Why don’t Windows functions begin with a pointless MOV EDI,EDI instruction on x86-64?

Raymond Chen

Some time ago, we investigated why Windows functions all begin with a pointless MOV EDI,EDI instruction. The answer was that the instruction was used as a two-byte NOP which could be hot-patched to a jump instruction, thereby allowing certain types of security fixes to be applied to a running system. (Those which alter data structures or involve cross-process communication would not benefit from this.)

But you may have noticed that on 64-bit Windows, these pointless instructions are gone. Is hot-patching dead?

No, hot-patching is still alive. But on 64-bit Windows, the hot-patch point is implemented differently.

The idea is that we don’t have to insert a pointless two-byte nop instruction into every function. If the first instruction of the function is already a two-byte instruction (or bigger), then that instruction can itself serve as the hot-patch point.

The case where the first instruction of a function is two bytes or larger is by far the dominant one. There are only a few one-byte instructions remaining in x86-64. The ones you’re likely to encounter in user-mode compiler-generated code are

push rleavecwdeint 3
pop rretcdqnop

where r is the 64-bit version of one of the eight named (not numbered) registers.

Some of these instructions are not going to appear naturally at the start of a function.

  • leave doesn’t make sense because it mutates a callee-preserved register.
  • cwde and cdq don’t make sense because they use rax as an input register, but that register is undefined on entry to a function.
  • nop can just be omitted.
  • Starting with a pop is disallowed by the Win32 ABI. The return address must stay on the stack.

And then some of the instructions can be worked around if they happen to be the start of a function.

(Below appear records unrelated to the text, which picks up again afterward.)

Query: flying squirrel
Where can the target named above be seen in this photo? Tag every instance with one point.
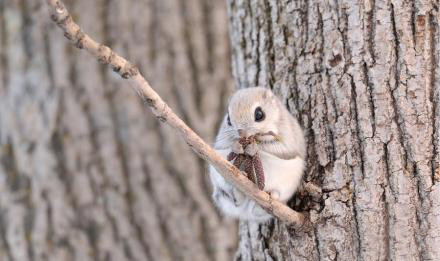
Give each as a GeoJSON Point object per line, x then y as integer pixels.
{"type": "Point", "coordinates": [258, 113]}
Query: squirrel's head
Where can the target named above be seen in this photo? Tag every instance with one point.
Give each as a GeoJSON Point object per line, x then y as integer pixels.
{"type": "Point", "coordinates": [255, 111]}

  • push: If the function pushes any registers r8 or higher, those can be pushed first, since the push of a high-numbered register is a two-byte instruction. Or the instruction could be re-encoded with a redundant REX prefix 0x48. Alternatively, the compiler could save the register in the home space, which uses a multi-byte mov [rsp+n], r instruction.
  • ret: This happens if the function is empty and returns no value. The compiler can change this to a 3-byte ret 0 or a 2-byte repz ret.

The last remaining instruction is int 3, which is generated by the __debugbreak intrinsic.

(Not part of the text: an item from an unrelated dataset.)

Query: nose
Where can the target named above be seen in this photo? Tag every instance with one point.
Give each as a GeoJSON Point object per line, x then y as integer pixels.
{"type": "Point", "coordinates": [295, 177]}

One option is to use the alternate two-byte encoding cd 03 (int nn, with nn = 3). However, the code with the __debugbreak may be relying on it being a one-byte instruction, because it intends to patch it with a one-byte nop, or it intends to handle the breakpoint exception by stepping over the opcode by incrementing the instruction pointer.

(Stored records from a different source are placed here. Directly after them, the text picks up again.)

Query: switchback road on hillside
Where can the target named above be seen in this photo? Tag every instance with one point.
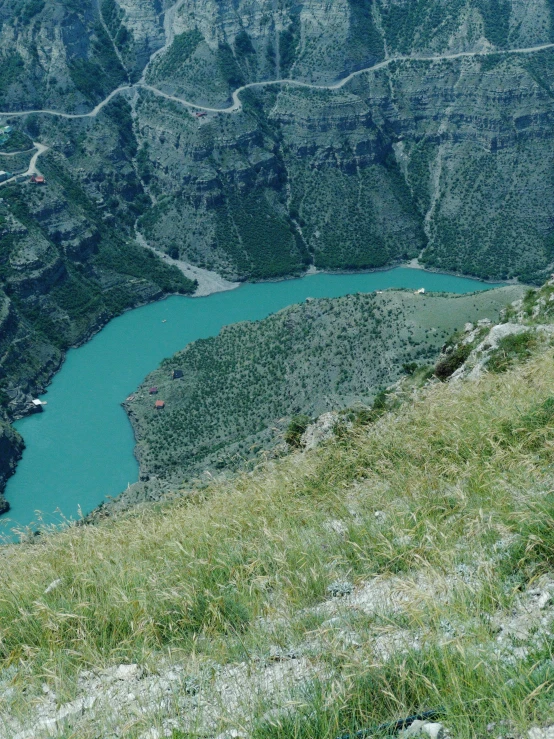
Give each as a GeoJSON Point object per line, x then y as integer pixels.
{"type": "Point", "coordinates": [237, 105]}
{"type": "Point", "coordinates": [32, 168]}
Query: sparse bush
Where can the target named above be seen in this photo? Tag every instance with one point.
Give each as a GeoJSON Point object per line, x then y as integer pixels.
{"type": "Point", "coordinates": [295, 429]}
{"type": "Point", "coordinates": [448, 364]}
{"type": "Point", "coordinates": [511, 349]}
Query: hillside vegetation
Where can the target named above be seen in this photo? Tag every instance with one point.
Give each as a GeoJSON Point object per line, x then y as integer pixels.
{"type": "Point", "coordinates": [239, 389]}
{"type": "Point", "coordinates": [405, 565]}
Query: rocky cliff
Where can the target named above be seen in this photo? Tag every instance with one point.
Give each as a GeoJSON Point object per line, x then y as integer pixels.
{"type": "Point", "coordinates": [418, 156]}
{"type": "Point", "coordinates": [440, 146]}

Instead, the compiler plays it safe and begins the function with a two-byte nop, which is encoded as if it were xchg ax, ax, and in fact the Microsoft debugger disassembles it as such.

The pointless mov edi, edi instruction is gone. And most of the time, the compiler can juggle things so that you don’t even notice that it arranged for the first instruction of a function to be a multi-byte instruction. The only time it fails is if the first thing your function does is __debugbreak, in which case the compiler inserts a pointless xchg ax, ax instruction, also known as the two-byte nop.